I stand corrected.  

Meanwhile, Komori has been having a good run with 27 multi-colour press installations since January 2014 (as updated on 22 September 2014), some of them in Bengaluru, Ahmedabad, Chennai, Hyderabad, and parts of Maharashtra and Kerala. Four more presses have been shipped from Komori, Japan. The installations will begin next month.

Sheetfed at Prabhat 

Pune’s Prabhat Printing Works is a 70-year old company and a Ryobi customer. There’s been a flurry of investment in presses in Pune since 2005 – from 24 four-colour to 160 now. Prabhat Printing Works stayed put. 

Alok Munot of Prabhat, says, mushrooming of new printing presses has increased competition. And even though an investment is called for to cater to the print demand, he is wary of making investment. “Clients still come to us and we print for them.
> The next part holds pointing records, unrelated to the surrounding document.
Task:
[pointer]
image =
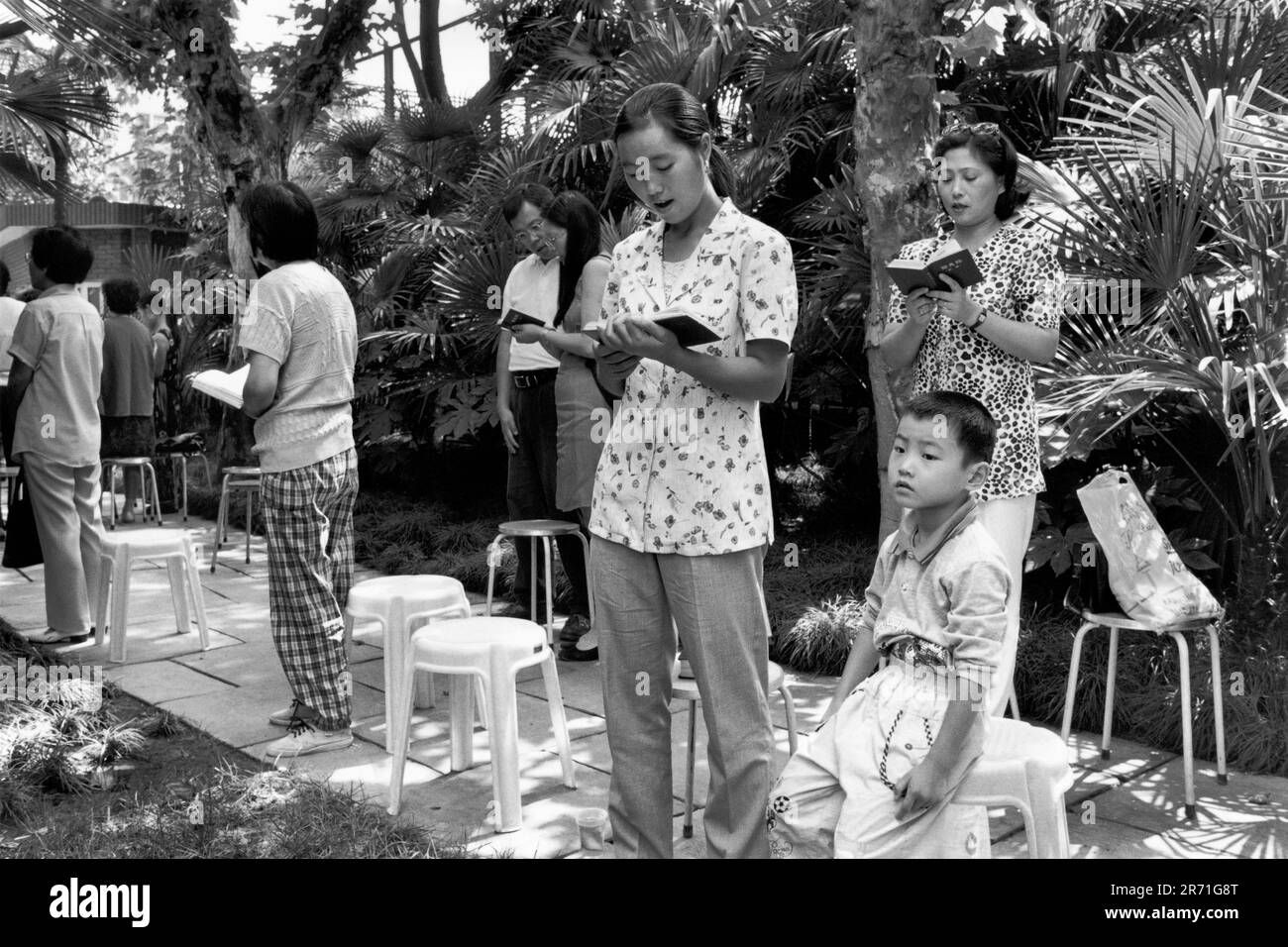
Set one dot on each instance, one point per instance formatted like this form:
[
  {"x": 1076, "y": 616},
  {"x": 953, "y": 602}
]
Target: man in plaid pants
[{"x": 300, "y": 338}]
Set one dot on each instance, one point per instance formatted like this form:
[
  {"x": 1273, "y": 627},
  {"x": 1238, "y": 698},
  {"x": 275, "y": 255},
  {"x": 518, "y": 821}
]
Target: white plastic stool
[
  {"x": 400, "y": 603},
  {"x": 236, "y": 479},
  {"x": 117, "y": 553},
  {"x": 1025, "y": 767},
  {"x": 687, "y": 689},
  {"x": 493, "y": 651},
  {"x": 146, "y": 470},
  {"x": 1117, "y": 621},
  {"x": 544, "y": 530}
]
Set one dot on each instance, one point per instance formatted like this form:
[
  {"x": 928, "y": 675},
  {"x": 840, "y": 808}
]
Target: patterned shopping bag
[{"x": 1145, "y": 573}]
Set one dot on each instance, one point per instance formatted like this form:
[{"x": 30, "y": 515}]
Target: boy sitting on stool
[{"x": 877, "y": 776}]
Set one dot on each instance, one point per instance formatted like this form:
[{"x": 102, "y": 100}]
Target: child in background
[{"x": 877, "y": 777}]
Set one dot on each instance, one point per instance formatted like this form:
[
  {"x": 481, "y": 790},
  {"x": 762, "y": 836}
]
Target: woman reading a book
[
  {"x": 572, "y": 228},
  {"x": 682, "y": 514},
  {"x": 983, "y": 341}
]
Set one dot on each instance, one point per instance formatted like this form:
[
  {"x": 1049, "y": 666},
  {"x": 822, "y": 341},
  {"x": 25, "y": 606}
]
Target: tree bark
[
  {"x": 432, "y": 52},
  {"x": 894, "y": 123},
  {"x": 417, "y": 76}
]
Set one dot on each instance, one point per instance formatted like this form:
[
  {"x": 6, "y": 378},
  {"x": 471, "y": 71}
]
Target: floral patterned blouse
[
  {"x": 1022, "y": 282},
  {"x": 683, "y": 468}
]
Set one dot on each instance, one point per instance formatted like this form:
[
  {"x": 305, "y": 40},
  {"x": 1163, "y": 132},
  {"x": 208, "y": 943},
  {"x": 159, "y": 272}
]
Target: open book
[
  {"x": 690, "y": 330},
  {"x": 513, "y": 317},
  {"x": 227, "y": 386},
  {"x": 952, "y": 260}
]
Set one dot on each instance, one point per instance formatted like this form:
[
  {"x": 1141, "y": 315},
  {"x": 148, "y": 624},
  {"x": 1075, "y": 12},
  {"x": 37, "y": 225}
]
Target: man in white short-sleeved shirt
[
  {"x": 54, "y": 381},
  {"x": 299, "y": 333}
]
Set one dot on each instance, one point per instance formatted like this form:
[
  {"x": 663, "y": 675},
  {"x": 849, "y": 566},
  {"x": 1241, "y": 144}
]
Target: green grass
[{"x": 116, "y": 779}]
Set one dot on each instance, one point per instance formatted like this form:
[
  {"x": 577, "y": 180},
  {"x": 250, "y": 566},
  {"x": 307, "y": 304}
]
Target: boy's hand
[{"x": 921, "y": 788}]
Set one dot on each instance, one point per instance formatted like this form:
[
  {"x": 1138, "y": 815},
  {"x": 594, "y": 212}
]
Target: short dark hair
[
  {"x": 990, "y": 145},
  {"x": 281, "y": 221},
  {"x": 121, "y": 295},
  {"x": 62, "y": 253},
  {"x": 970, "y": 423},
  {"x": 575, "y": 213},
  {"x": 537, "y": 195}
]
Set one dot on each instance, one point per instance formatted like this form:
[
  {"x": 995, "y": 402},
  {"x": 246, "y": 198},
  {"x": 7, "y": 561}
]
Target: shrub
[{"x": 819, "y": 642}]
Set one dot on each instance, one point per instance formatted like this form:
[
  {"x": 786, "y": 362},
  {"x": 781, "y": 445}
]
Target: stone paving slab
[{"x": 158, "y": 682}]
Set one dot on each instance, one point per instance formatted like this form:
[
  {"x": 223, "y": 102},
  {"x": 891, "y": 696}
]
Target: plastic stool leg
[
  {"x": 178, "y": 594},
  {"x": 198, "y": 599},
  {"x": 397, "y": 728},
  {"x": 101, "y": 598},
  {"x": 550, "y": 591},
  {"x": 691, "y": 764},
  {"x": 1111, "y": 680},
  {"x": 463, "y": 719},
  {"x": 503, "y": 740},
  {"x": 397, "y": 661},
  {"x": 790, "y": 706},
  {"x": 220, "y": 535},
  {"x": 590, "y": 598},
  {"x": 532, "y": 578},
  {"x": 1219, "y": 705},
  {"x": 558, "y": 719},
  {"x": 1186, "y": 724},
  {"x": 1073, "y": 681},
  {"x": 156, "y": 491},
  {"x": 111, "y": 493},
  {"x": 120, "y": 603},
  {"x": 1046, "y": 821}
]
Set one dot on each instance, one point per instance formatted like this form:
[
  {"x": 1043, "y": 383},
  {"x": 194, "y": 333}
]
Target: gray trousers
[
  {"x": 64, "y": 500},
  {"x": 716, "y": 603}
]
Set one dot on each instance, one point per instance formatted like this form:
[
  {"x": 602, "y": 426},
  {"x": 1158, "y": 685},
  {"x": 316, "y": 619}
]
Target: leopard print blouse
[{"x": 1021, "y": 281}]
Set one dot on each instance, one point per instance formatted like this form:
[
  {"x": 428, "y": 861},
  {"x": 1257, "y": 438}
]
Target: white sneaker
[
  {"x": 305, "y": 738},
  {"x": 283, "y": 716}
]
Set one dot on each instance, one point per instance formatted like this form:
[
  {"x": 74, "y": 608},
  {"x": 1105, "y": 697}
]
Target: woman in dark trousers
[
  {"x": 984, "y": 341},
  {"x": 572, "y": 228},
  {"x": 682, "y": 513}
]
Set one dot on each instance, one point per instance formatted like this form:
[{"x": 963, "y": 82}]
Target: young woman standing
[
  {"x": 682, "y": 514},
  {"x": 572, "y": 228}
]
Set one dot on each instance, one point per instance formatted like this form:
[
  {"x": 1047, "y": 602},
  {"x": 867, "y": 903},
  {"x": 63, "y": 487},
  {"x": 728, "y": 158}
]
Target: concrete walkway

But I do not see any point in investing further. If there’s extra work, I can always get it done from one of the printers around our plant, without a sweat,” he says. 

Incidentally, Prabhat was the PrintWeek India Small Printer of the Year Award in 2012. Thanks to the pictures of this Award being circulated, Alok Munot met his wife. As they say, some marriages are made in heaven. Others at the PWI Awards.

PS: I sign off the Sunday Column, wishing the STB chairman, Faheem Agboatwala, a happy swearing in ceremony as the new president of the BMPA on 24 September. May he (and his hand-picked managing committee team) take the BMPA to bigger success in its diamond jubilee year. One of the first things they can do is look at the HUL concept.